Sheila McNeil watched the television newscasts from her Overtown apartment with a deep pain in her gut.

The shooting death of unarmed 18-year-old Michael Brown in Ferguson, Mo., hit close to home.

“I know that mom is going through hell right now just trying to understand,” she says.

Three years, ago, her son Travis McNeil was killed by Miami police officer Reynaldo Goyos during a traffic stop.  Travis McNeil was 28. He was not armed.

Officer Goyos was not criminally charged in  Travis McNeil’s death, but an internal department review found he used “unjustifiable deadly force."

Two years after the shooting, Goyos was fired.

The Miami police union requires all firings go to arbitration. An arbitrator recently ruled  Goyos be reinstated. 

The Travis McNeil case gives a glimpse at how fired police officers often get their badges back in Florida and around the country — even when the top brass say they want the officer gone.  

On Feb. 10 2011, Travis McNeil and his cousin had just left a popular strip club on the edge of Little Haiti in Miami. They’d been kicked out for being drunk.

A federal and local task force was investigating the Take One Lounge for gang activity and drugs that night.

According to police records, Goyos was in one of the two unmarked police cars that stopped McNeil’s car after he was observed driving erratically from the club.

“I approached the vehicle at a low ready stance, giving a lot of verbal commands, 'Show me your hands, show me your hands,' ” said Goyos in a 2012 internal affairs interview.

Goyos said he could see both men had their hands on their laps, but he said  Travis McNeil did not respond to his command to show him his hands.

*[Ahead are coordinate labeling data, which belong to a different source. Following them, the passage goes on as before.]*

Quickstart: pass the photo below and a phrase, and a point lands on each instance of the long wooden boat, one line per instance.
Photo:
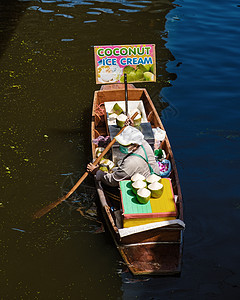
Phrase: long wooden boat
(153, 248)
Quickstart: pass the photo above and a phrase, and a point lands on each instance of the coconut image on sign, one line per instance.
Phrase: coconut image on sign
(138, 62)
(109, 74)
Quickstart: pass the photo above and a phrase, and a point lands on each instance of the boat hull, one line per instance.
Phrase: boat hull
(152, 249)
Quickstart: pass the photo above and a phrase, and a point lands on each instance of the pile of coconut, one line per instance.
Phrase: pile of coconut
(117, 114)
(145, 188)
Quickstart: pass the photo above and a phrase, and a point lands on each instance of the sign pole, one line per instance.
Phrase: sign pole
(126, 93)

According to Goyos, Travis McNeil made an abrupt movement ducking down as if to reach for something and as he came up, Goyos observed a black object in McNeil’s hand. He said he thought the object was a gun.

“I was in fear for my life, in fear for my partner’s life and that’s when I fired three shots at the driver,” said Goyos.

Travis McNeil was hit once, and died. His cousin Kareem William was shot twice. He survived his injuries.

There were no weapons found in the car. Police found two cell phones on the floorboard near Travis.

Officer Goyos declined requests for an interview.

Randy Berg, a civil rights attorney, represents the McNeil family in a federal lawsuit against the federal 

Credit Nadege Green / WLRN
/
WLRN
Shortly after her son's death, Sheila McNeil erected a billboard in his memory near the location where he was killed by Miami officer Reynaldo Goyos.

government and Miami.

He says it’s likely Travis’ cell phone had been in his lap. It might have fallen as Travis went to put his hands up. And he might have reached for it.

“What occurred with Travis McNeil was at best a traffic stop and it should have been handled like a traffic stop,” says Berg. “Not like it was predetermined that these are dangerous men who had weapons who were out to harm law enforcement. That wasn’t the case at all.”

When Travis McNeil died, he became the seventh black man killed by Miami police in a span of seven months. Two were unarmed.

The sixth was his friend.

Sheila McNeil says just a couple weeks before Travis was shot, a cousin who was a Miami Beach police officer gathered all of the young men in the family and gave them “the talk." The one black families give their sons all over the country.

“There’s a way you do things when police stop you. She went over this with them. Travis was standing right there in her face,” McNeil says. “We had just talked about this."

The shootings sparked community outrage and protests.

Police chief Miguel Exposito lost his job and the Department of Justice launched a civil rights investigation that found the city’s police department used excessive force.

In a closeout memo, the Miami-Dade State Attorney’s office found the shooting to be justified and declined to prosecute Goyos.

The state attorney's office noted Travis McNeil's only criminal infractions that night were possibly driving under the influence and resisting arrest without violence by disobeying Goyos' commands. 

In explaining why prosecutors would not pursue charge against Goyos, the memo stated Goyos could successfully claim he was in fear for his life after Travis McNeil failed to obey his commands to show him his hands and reached down toward the floorboard because "it is established that criminal suspects often conceal or store fire arms under the seats of their vehicles. " 

But an internal police department firearms review board found “an unjustifiable use of force.” Goyos was fired in January 2013.

Miami police union president Sgt. Javier Ortiz disagreed with that decision.

“The reason why he was fired was solely because of politics. There were obviously some that came to rush to judgment to what occurred,” Ortiz says.

Recently, an arbitrator ruled that Goyos believed he was in danger and that the federal agent driving the car put him in danger by where he positioned the car.

Goyos got his job back  last month. The arbitrator also ruled the city will have to pay him $72,000 in back pay.

“I wish it was that easy to get my son back,” Sheila McNeil says.

She struggles with what to tell her grandchildren about the police.  She says she teaches them to respect police officers, “but how do you tell a child to respect someone that just killed your cousin or your uncle?”